Import cargo volumes at major US container ports are set to rise this summer following a temporary pause and reduction in tariffs on Chinese goods, according to the latest Global Port Tracker report by the National Retail Federation (NRF) and Hackett Associates.

Retailers, who had halted orders after the April announcement of a 145 per cent tariff, resumed imports after the rate was reduced to 30 per cent and a 90-day pause was introduced, lasting until August 12.

“This is the busiest time of the year for retailers as they enter the back-to-school season and prepare for the fall-winter holiday season. Retailers had paused their purchases and imports previously because of the significantly high tariffs. They are now looking to get those orders and cargo moving in order to bring as much merchandise into the country as they can before the reciprocal tariff and additional China tariff pauses end in July and August.
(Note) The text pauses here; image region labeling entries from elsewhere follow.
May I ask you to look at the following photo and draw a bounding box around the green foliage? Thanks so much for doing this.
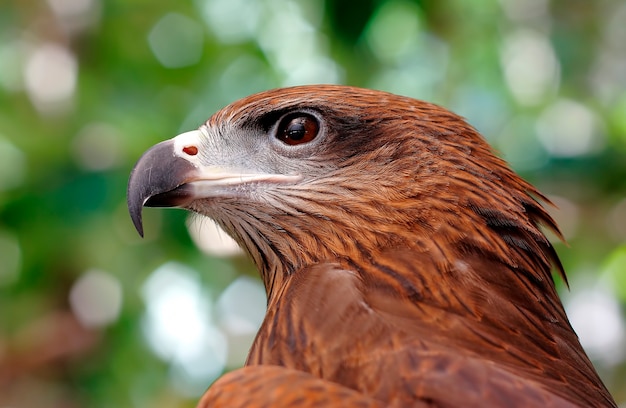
[0,0,626,407]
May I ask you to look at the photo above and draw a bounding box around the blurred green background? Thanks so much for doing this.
[0,0,626,408]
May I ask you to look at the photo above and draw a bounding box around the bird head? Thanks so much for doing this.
[128,85,558,296]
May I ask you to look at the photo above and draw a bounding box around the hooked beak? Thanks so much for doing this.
[126,130,301,237]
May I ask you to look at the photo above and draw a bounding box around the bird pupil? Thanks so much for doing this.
[287,119,306,140]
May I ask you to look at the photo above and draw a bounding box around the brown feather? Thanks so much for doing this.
[129,86,615,407]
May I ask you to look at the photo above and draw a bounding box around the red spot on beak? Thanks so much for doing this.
[183,146,198,156]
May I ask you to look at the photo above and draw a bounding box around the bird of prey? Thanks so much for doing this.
[128,85,616,407]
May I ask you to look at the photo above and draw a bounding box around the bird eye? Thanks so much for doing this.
[276,114,320,146]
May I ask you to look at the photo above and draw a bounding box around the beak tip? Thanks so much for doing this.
[128,200,143,238]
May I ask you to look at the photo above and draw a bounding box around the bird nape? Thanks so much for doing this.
[128,85,616,407]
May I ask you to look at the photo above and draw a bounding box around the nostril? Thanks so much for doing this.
[183,146,198,156]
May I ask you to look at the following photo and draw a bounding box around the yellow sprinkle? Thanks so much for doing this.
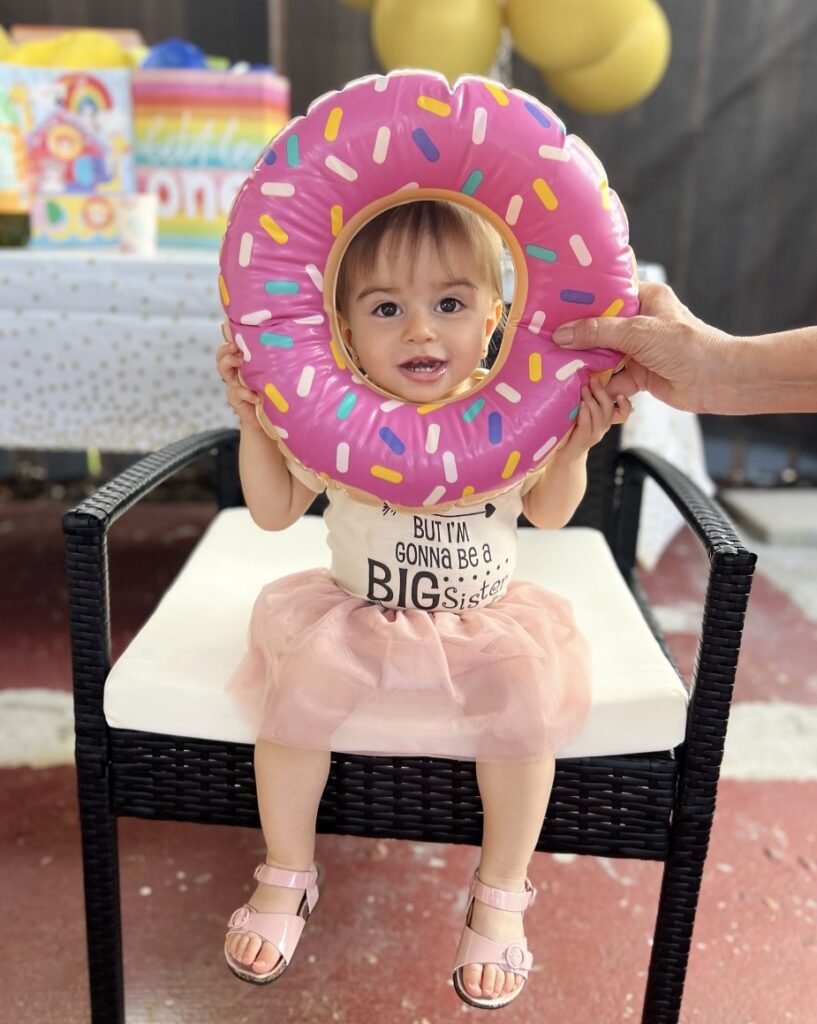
[329,338,346,370]
[417,96,452,118]
[370,466,402,483]
[501,451,522,480]
[324,106,343,142]
[482,82,510,106]
[258,213,289,246]
[602,299,625,316]
[533,178,559,210]
[264,384,290,413]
Retailers want to ensure consumers will be able to find the products they need and want at prices they can afford. Unfortunately, there is still considerable uncertainty as to what will happen after the pauses end,” NRF vice president for supply chain and customs policy Jonathan Gold said in a press release.
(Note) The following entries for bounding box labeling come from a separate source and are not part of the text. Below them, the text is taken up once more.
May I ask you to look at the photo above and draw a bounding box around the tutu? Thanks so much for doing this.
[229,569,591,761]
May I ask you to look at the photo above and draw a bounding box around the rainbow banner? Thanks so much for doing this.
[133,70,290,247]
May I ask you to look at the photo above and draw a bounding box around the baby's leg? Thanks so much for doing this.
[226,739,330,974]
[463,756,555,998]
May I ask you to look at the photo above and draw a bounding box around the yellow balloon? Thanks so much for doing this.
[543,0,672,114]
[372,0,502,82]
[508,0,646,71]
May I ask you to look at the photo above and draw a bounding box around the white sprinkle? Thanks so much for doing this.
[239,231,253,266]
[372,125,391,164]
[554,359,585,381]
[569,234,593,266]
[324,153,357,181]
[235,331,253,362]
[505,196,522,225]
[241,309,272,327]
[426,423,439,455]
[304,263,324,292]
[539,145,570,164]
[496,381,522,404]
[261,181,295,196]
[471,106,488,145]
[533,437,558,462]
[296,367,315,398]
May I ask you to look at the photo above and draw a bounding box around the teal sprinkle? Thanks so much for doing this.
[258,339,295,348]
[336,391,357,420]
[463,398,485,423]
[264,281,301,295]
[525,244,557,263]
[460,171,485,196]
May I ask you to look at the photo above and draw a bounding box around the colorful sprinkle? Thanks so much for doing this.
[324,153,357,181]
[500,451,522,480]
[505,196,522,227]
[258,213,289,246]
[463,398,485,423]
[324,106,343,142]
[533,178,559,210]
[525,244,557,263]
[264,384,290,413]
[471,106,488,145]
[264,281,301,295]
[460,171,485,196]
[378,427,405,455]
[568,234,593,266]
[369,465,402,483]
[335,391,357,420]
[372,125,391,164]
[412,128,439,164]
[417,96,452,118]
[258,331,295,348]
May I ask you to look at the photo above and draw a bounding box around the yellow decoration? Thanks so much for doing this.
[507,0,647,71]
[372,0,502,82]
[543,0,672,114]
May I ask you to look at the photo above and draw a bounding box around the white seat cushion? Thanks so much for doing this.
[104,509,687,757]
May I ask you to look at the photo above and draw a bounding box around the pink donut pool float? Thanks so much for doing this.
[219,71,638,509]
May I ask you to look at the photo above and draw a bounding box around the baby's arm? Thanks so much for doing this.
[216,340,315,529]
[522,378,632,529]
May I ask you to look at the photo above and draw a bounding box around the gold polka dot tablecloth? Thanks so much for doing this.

US ports handled 2.21 million twenty-foot equivalent units (TEU) in April, up 2.9 per cent from March and 9.6 per cent year on year. However, volumes are expected to have dropped in May to 1.91 million TEU, down 13.4 per cent month on month and 8.1 per cent year on year, marking the first annual decline since September 2023.

Despite the slowdown, imports are projected to rebound from June through August, though remaining below 2024 levels. June is forecast at 2.01 million TEU (down 6.2 per cent YoY), July at 2.13 million TEU (down 8.1 per cent), and August at 1.98 million TEU (down 14.7 per cent). A sharper drop is expected later in the year due to strong comparisons against high 2024 volumes driven by port strike concerns.

“Our projections show that May saw a significant reduction in imports as shippers responded to the higher tariff environment,” Hackett Associates founder Ben Hackett said. “However, tariff reductions will lead to a surge in imports in June through August as importers take advantage of the various 90-day pauses. The peak for the winter holidays will come early this year, making it simultaneous with the peak for the back-to-school season. If higher tariffs are not delayed again, we can expect the final four months of the year to see declining volumes of imports.”

The first half of 2025 is now forecast at 12.54 million TEU, up 3.7 per cent year on year—an improvement from earlier estimates but still trailing pre-tariff projections.